O ano de 2011 tem tudo para ficar na História como um ano desastroso. Entre outras coisas, porque os Estados Unidos e a Europa estão risco de sucumbir sob o peso das respetivas dívidas. Neste momento, têm a reputação de maus alunos da economia mundial e recebem lições dos capitalistas de Estado da China, de diplomatas de Singapura e de economistas da Índia. Por conseguinte, não é de espantar que muitos observadores sensíveis ao sentimento dominante anunciem o fim de quatro séculos de domínio ocidental e vejam o Sol erguer-se no Extremo Oriente.

Aliás, o comportamento do Presidente norte-americano vai nesse sentido: considera que os Estados Unidos devem pôr em ordem a economia nacional, antes de se lançarem em novas intervenções no estrangeiro. Quando até o homem mais poderoso do mundo considera que Washington colocou a fasquia demasiado alta, temos tendência a concordar com o historiador Paul Kennedy (que escreveu sobre o assunto na sua obra Ascensão e Queda das Grandes Potências, de 1987), quando este diz que a América sofre de "sobrextensão imperial".

Experimentar e inovar

Contudo, a profecia de Kennedy foi feita pouco antes do fim da Guerra Fria. Kennedy não só não antecipou o progresso da democracia a nível mundial como falhou em se aperceber da queda do comunismo soviético que se desenrolava diante dos seus olhos. Seria de pensar que, depois de esses acontecimentos se verificarem, Kennedy se mostraria um pouco mais reservado. Mas não: continua a pensar que o Ocidente se encontra num momento histórico "decisivo", em que o seu domínio está a chegar ao fim, de forma quase impercetível.

Kennedy é um historiador para quem os fatores económicos são os fatores fundamentais e que dá pouco valor à força das ideias e dos "grandes homens". A verdade é que esses não são os melhores critérios para se avaliar o declínio a nível mundial. É muito mais importante ver como os sistemas políticos reagem em períodos de crise e como fazem frente a desafios que até então nunca tinham sido enfrentados.

Se os dirigentes soviéticos não se tivessem dado por vencidos, nos anos 1980, o Muro de Berlim ainda poderia estar de pé. Se, em 1980, Ronald Reagan e Margaret Thatcher não tivessem resistido à crescente influência soviética, talvez o Kremlin se tivesse mantido apegado à sua política de força. Por que motivo os reformadores políticos de Moscovo cederam e os reformadores políticos de Pequim não cederam continuará sempre a ser tema de especulação histórica. No entanto, o que aconteceu mostra que forças não quantificáveis, como a determinação e a fé na causa que se defende, podem desempenhar um papel decisivo.

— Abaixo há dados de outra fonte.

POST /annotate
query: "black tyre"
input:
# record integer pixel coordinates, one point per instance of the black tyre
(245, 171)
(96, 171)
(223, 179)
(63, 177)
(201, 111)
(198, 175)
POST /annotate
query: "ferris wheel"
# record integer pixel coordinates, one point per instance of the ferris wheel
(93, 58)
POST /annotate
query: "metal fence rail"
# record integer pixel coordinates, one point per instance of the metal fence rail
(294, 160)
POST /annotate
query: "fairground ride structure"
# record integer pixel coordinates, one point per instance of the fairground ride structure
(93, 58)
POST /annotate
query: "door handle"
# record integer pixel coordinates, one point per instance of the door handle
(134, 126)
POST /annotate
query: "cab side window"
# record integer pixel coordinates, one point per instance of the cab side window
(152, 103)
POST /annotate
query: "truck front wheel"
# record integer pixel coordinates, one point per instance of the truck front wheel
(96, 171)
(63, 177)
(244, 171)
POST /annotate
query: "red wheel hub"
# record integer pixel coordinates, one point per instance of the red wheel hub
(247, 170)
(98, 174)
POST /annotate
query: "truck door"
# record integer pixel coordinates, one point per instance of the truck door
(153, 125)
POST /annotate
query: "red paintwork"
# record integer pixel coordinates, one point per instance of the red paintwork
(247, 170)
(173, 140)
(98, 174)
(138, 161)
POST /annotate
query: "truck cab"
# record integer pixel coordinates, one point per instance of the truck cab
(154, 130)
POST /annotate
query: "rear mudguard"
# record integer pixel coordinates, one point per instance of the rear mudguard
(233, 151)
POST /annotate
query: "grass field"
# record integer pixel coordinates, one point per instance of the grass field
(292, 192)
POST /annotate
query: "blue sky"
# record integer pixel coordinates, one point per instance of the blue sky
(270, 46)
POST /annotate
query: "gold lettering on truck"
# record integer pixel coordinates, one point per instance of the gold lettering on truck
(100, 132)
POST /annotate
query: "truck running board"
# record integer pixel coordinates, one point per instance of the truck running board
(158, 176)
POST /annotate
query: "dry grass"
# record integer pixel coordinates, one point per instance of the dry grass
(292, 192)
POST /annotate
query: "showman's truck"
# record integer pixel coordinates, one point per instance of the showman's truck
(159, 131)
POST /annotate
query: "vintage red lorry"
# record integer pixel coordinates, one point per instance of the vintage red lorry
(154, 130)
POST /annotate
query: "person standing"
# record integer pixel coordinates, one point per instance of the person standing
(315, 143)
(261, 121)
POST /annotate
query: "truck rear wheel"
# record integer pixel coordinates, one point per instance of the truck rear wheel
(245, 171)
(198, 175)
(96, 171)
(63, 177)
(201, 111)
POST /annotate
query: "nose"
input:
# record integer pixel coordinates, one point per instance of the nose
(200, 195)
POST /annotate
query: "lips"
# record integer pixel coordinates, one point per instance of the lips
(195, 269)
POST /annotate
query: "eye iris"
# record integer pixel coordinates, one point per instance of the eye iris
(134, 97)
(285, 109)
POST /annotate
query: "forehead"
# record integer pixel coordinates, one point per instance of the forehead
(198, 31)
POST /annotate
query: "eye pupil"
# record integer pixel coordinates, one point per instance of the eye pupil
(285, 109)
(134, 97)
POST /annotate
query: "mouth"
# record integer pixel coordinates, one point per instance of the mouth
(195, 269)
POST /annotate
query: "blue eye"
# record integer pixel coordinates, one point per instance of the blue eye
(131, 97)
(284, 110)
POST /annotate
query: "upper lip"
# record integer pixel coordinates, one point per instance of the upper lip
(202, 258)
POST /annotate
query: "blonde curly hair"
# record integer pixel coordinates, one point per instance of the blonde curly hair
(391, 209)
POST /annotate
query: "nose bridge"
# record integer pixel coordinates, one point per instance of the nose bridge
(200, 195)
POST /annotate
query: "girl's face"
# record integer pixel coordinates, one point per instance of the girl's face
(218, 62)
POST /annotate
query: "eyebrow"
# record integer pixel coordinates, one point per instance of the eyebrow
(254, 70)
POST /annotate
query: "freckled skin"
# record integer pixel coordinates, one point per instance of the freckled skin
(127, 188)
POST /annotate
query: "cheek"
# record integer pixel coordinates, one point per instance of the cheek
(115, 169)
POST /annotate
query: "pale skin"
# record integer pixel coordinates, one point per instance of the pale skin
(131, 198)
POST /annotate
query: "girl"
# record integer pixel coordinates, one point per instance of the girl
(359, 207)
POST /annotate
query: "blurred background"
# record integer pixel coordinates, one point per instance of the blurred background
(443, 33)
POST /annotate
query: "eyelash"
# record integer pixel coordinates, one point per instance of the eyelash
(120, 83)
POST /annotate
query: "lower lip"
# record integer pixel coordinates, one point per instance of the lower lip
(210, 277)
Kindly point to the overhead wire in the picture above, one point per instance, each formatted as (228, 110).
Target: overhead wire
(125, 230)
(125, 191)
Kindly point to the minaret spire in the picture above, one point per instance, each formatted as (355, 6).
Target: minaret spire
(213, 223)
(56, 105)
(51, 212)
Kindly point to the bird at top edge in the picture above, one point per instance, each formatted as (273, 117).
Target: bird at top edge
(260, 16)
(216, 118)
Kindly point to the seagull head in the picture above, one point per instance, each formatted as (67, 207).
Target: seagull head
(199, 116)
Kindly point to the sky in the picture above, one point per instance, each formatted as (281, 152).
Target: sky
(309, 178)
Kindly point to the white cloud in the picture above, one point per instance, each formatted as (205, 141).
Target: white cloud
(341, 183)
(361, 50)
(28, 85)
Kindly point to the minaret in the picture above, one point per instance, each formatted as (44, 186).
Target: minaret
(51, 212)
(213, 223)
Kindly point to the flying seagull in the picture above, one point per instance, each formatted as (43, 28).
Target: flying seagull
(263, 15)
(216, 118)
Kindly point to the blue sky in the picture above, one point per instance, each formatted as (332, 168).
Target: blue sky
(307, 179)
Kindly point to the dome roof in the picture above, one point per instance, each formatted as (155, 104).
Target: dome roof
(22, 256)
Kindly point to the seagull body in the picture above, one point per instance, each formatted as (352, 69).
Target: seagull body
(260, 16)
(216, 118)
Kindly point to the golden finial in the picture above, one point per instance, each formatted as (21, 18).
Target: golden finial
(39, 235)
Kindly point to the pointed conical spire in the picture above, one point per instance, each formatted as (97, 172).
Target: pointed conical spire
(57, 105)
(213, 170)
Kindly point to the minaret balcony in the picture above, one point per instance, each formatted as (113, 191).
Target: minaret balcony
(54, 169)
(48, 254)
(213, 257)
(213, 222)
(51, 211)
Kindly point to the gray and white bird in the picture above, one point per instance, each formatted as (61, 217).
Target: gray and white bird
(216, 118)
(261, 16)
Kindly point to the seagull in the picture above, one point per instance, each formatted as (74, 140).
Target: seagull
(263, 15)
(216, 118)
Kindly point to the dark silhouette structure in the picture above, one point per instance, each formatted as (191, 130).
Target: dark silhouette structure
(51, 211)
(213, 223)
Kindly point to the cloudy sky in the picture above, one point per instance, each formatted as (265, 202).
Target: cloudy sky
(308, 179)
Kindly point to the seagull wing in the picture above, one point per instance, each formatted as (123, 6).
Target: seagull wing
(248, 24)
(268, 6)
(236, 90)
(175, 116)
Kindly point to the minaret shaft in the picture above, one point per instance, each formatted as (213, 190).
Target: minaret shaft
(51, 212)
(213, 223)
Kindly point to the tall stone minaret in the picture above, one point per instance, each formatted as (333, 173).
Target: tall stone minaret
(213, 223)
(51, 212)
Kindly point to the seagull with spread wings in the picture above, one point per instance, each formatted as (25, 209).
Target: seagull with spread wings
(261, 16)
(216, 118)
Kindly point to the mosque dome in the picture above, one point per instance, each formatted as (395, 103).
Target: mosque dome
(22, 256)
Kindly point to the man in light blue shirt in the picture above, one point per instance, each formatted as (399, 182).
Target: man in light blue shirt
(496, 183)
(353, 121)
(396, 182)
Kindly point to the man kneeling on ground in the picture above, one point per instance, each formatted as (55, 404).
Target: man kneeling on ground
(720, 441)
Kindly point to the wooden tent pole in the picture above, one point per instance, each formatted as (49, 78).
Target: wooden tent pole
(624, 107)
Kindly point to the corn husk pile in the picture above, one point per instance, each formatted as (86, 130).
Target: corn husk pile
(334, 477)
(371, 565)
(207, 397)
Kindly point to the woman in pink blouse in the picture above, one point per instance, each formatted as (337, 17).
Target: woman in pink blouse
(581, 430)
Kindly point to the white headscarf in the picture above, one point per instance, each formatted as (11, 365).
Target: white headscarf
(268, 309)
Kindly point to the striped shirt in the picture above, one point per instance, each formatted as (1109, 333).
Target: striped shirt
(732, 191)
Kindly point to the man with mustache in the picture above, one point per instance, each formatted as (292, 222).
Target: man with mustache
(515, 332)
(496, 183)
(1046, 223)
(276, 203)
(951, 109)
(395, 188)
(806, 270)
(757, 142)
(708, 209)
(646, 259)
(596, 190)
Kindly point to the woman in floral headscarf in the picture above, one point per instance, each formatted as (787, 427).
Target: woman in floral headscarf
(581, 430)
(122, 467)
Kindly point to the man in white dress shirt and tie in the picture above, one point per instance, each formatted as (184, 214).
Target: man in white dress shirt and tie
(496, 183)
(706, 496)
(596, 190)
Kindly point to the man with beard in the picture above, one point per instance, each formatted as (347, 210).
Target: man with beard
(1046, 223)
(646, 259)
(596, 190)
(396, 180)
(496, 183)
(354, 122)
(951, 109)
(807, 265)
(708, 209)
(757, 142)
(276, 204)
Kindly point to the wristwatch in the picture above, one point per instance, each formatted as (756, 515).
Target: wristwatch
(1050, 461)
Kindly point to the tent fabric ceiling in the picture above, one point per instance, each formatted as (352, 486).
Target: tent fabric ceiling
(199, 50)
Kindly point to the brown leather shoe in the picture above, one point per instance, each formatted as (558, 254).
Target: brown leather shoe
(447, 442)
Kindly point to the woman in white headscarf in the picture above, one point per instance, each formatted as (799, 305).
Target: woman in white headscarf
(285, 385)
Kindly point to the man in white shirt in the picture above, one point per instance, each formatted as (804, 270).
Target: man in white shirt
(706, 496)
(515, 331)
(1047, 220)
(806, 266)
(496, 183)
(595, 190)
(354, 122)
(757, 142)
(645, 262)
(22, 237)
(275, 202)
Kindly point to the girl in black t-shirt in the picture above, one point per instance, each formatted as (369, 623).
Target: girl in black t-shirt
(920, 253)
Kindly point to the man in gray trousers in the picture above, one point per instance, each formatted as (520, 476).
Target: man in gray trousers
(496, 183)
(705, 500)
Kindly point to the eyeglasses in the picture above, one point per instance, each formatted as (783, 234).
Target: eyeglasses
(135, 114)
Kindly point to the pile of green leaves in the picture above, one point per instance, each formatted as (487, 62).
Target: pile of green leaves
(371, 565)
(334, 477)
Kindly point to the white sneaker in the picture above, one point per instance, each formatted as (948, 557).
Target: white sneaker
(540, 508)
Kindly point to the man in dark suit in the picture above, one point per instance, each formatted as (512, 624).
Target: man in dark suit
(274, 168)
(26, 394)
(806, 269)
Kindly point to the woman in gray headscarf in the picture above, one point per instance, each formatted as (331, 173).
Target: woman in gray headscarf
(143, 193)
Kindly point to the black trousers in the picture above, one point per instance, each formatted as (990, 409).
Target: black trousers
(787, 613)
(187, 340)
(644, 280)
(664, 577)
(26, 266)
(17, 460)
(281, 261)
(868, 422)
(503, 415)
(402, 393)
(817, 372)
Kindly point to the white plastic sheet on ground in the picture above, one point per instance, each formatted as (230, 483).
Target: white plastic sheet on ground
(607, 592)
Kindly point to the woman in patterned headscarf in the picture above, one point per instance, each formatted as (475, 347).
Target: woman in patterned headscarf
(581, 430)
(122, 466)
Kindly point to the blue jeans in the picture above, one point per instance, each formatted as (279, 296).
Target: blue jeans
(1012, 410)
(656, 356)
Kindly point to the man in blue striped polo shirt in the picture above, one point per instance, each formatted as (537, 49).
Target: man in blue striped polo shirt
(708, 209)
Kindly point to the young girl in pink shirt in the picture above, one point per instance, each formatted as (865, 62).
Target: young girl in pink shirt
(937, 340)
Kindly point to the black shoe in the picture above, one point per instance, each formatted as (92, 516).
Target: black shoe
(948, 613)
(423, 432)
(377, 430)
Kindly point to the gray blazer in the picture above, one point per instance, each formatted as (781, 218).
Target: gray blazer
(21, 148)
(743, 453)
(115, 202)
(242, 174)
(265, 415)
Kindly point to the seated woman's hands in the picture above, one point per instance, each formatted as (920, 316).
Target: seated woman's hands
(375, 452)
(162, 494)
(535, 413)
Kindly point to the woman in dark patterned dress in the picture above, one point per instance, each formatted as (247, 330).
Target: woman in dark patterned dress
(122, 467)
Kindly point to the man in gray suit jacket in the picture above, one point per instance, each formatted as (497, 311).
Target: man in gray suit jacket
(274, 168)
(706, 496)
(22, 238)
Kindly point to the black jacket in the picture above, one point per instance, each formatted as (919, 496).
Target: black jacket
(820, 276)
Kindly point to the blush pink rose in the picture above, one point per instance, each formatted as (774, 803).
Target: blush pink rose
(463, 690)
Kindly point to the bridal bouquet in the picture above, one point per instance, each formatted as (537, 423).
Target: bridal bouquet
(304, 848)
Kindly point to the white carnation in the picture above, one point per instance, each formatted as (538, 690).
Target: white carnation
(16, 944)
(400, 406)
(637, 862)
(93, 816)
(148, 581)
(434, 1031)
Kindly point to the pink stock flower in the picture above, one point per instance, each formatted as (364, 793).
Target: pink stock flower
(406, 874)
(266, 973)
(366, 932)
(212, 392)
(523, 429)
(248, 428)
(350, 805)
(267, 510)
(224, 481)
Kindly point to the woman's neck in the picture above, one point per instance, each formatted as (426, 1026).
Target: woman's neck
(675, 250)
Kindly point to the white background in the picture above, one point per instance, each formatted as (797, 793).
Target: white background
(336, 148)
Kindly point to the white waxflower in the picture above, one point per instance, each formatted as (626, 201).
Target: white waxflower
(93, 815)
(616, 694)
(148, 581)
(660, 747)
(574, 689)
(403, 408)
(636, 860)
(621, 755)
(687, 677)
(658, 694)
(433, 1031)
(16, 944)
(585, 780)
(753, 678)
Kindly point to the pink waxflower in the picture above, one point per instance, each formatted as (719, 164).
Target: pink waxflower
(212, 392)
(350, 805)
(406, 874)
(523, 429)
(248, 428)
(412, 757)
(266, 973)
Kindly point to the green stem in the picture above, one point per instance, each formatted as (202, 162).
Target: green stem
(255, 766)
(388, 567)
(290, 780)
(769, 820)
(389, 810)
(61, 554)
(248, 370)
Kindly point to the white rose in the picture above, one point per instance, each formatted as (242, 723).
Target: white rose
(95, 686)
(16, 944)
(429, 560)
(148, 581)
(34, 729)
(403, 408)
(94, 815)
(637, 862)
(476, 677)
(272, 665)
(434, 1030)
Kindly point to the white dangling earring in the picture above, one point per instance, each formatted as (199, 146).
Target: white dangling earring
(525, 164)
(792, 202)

No que se refere a experimentar e inovar, é ainda demasiado cedo para se riscar a Europa. Nenhum outro continente viveu uma transformação transnacional tão radical como a decorrente da introdução do euro e do alargamento da UE à Europa de Leste, na última década. É absolutamente natural que essa transformação tenha falhas e seja posta à prova. Portanto, continua a ser um feito o facto de o euro ter sido introduzido de acordo com o plano estabelecido e o facto de, apesar do complexo problema da dívida, cuja amplitude poucos tinham previsto, a zona euro não se ter desintegrado até agora. Isso demonstra que a Europa detém um poder político muito mais forte do que aquele que, em geral, se lhe atribui.

Economia mundial modelada pelas ideias ocidentais

Devido ao labirinto de ligações de ordem financeira, a crise atual está a levar (ainda que não intencionalmente) a uma solidariedade europeia sem precedentes, que será difícil inverter. Os dirigentes europeus, incluindo Angela Merkel e Nicolas Sarkozy, e o Banco Central Europeu estão a dar mostras de uma impressionante capacidade de aprender, à medida que vão abrindo caminho por áreas ainda inexploradas. Se os órgãos de informação encaram as coisas de um modo diferente, isso acontece porque os pontos que marcam dão o tom ao debate e criticar duramente os políticos é habitual para eles. Penso, contudo, que só é possível avaliar a capacidade dos políticos quando estes têm os pés enterrados na lama, como acontece neste momento.

É evidente que muitas coisas podem correr mal e que a cooperação atlântica já conheceu melhores dias. Mas, no Oriente, não existem mecanismos de pacificação que se assemelhem aos europeus. E, ainda que a Ásia – que continua a ser atormentada por todo o tipo de catástrofes e que ainda não tem provas dadas em matéria de autonomia sustentável – tenha o futuro diante de si, esse futuro desenvolver-se-á no seio de uma economia mundial modelada pelas ideias ocidentais. Segundo esse ponto de vista, seria preciso ser-se realmente derrotista para se continuar a falar em declínio do Ocidente.